Using the bar graph we can view on average how busy each hour is Washington. The graph is plotted using the average number of bikes rented per day. There is a big drop between 3-5 o’clock in the morning. There is a significant rise at 8 o’ clock in the morning but falls again. We can view the demand of bikes start rising slowly slowly from 10 o’ clock in the morning and richest the peak busiest hour at 17 o’clock and 18 o’clock. After that the demand starts dropping again.
Using the mean demand of rented bikes per hour, our conclusion is that the busiest hours of the day is 8 in the morning and 16-18 in the afternoon. The busiest hour is at 15:00 afternoon.
There is a similarity in both locations of the demand distribution by hour. This might be because at 8-9 in the morning the popultaion starts work and 17-18 the population finishes from work. This could also be a reason that there is more demand on bikes when its not holiday, since the citizents need to go to work.

Is there an association between bike demand and the three meteorological variables (air temperature, wind speed and humidity)?


Seoul, South Korea

ggplot(seoul_Bikes) +
  geom_point(aes(x = Humidity, y = Temperature, size = Count, color = WindSpeed )) +
  stat_smooth(aes(x = Humidity, y = Temperature)) + 
  xlab("Humidity") + 
  ylab("Temperature") +
  ggtitle("Bikes rented based on the 3 meteorological variables, Seoul") +
  theme(plot.title = element_text(hjust = 0.5))

The above point plot is using all three meteorological variables to examine if the demand of bikes rented is depended to them. By the color of each point we can understand that as the Wind Speed grows higher then 4 m/s the number of rented bikes decreases.
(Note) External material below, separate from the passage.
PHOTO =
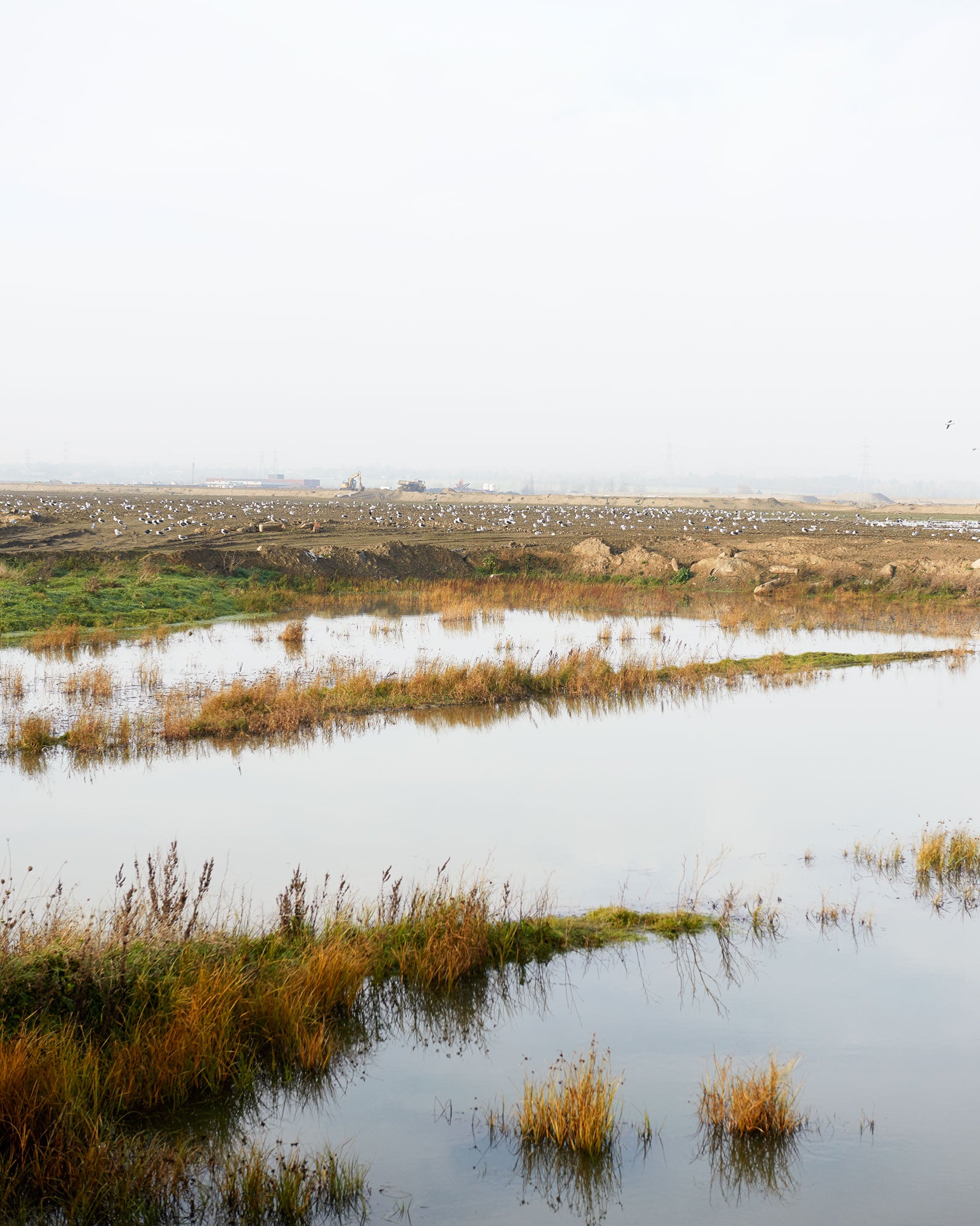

Additionally using the x and t axes it is noticed when Temperature and Humidity is low or high the number of rented bikes are less. We dont know if this observation is due to the combination or just one of the variable. Below we will review graphs for each meteorological attribute.

ggplot(seoul_Bikes) +
  geom_point(aes(x = Humidity, y = Count, size = Count) , col ="red") +
  stat_smooth(aes(x = Humidity, y = Count), method = "lm", col = "black") +
  stat_smooth(aes(x = Humidity, y = Count), col = "blue") +
  xlab("Humidity out of %") + 
  ylab("Number Rented Bikes") +
  ggtitle("Bikes rented based on Humidity") +
  theme(plot.title = element_text(hjust = 0.5))

The point plot above is showcasing the relationship between the number of bikes rented with the level of humidity. In the graph we have two lines that reveals the relationships.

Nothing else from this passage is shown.